Cela passera par une déclaration sur l'honneur. Chaque société de plus de 5 000 salariés ou dont le chiffre d'affaires est supérieur à 1,5 milliard d'euros devra en signer une s'il veut demander un prêt garanti par l'Etat. Et déclarer qu'elle n'a pas de siège fiscal ou de filiale sans activité économique réelle dans ces paradis fiscaux. "Après on fera des contrôles", précise Bercy. Extrait de l'article de Brice Le Borgne : Coronavirus : pourquoi le refus d'aider les entreprises françaises implantées dans des paradis fiscaux n'aura qu'un impact limité

A posteriori, seule l'administration fiscale pourra faire les contrôles. Mais nous, journalistes, et public, nous ne pourront pas en juger car seule l’administration fiscale sait quelles entreprises françaises ont des filiales dans les paradis fiscaux. Ce fut l’un des combats de plusieurs associations de rendre ces données publiques, mais le Conseil Constitutionnel a rejeté la mesure qui avait été votée dans la loi sapin 2

A lire / écouter : Impartiaux les sages du Conseil Constitutionnel ? 

La Bulle économique
4 min

La situation présente rappelle donc un peu le verrou de Bercy, cette possibilité qu’avait le seul Ministre du Budget de déclencher des procédures pour fraude fiscale. Là, le verrou est moins fort, on n’empêche pas la justice d’enquêter, mais de fait, les journalistes, et les associations ne peuvent pas alerter s’il y a un hiatus entre le dire et le faire. Quand des centaines de milliards d’euros d’argent public sont sur la table, c’est tout de même assez problématique. 

On a quand même beaucoup progressé depuis la dernière crise

Danemark, Pologne, Italie, et Belgique discutent aussi pour interdire l’accès aux aides publiques aux entreprises opérant dans des paradis fiscaux, l'Allemagne y réfléchirait aussi, et bien qu’aucun dispositif ne soit parfait, c’est quand même une grande avancée par rapport à 2008. 

Il y a 12 ans, on n’a jamais évoqué de conditionnalité « paradis fiscal » lorsque des aides ont été octroyées aux banques, alors qu’elles sont plus centrales encore dans les schémas d’évitement fiscal. Aujourd’hui, cela devient compliqué pour les autorités de faire l’impasse à ce propos. Et c’est un leg positif de la crise financière de 2008. C’est depuis cette crise (et tous les scandales Panama Papers, Lux Leaks, Paradise Papers etc..) que les discussions internationales ont réellement avancé. On est loin d’en avoir fini, mais avant c’était quasiment le "Far West". 

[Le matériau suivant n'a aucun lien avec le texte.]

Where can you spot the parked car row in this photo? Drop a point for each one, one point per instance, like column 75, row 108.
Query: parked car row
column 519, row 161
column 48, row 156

L'OCDE prépare pour la fin de l'année des propositions pour avancer encore sur la taxation des multinationales (notamment du numérique, mais pas uniquement) et malgré le confinement, Pascal Saint Amans, directeur fiscal de l'OCDE, assure que rien n'est interrompu, que les négociations se poursuivent à distance. Cet automne l'Ocde avait déjà présenté un premier pilier de ce que certains nomment (mais ce n'est pas mon analyse, voir ci-dessous) une révolution fiscale dans la taxation des entreprises.

A lire / écouter : Pas de révolution en vue pour la taxation des multinationales

La Bulle économique
3 min

Même si rien n'est encore fait, cela donne quand même un peu d'espoir. La crise de 2008 a débouché sur des avancées, peut être que cette crise là du coronavirus, fera elle aussi avancer au moins la prise de conscience sur un voire (au diable le pessimisme ! ), plusieurs sujets clefs.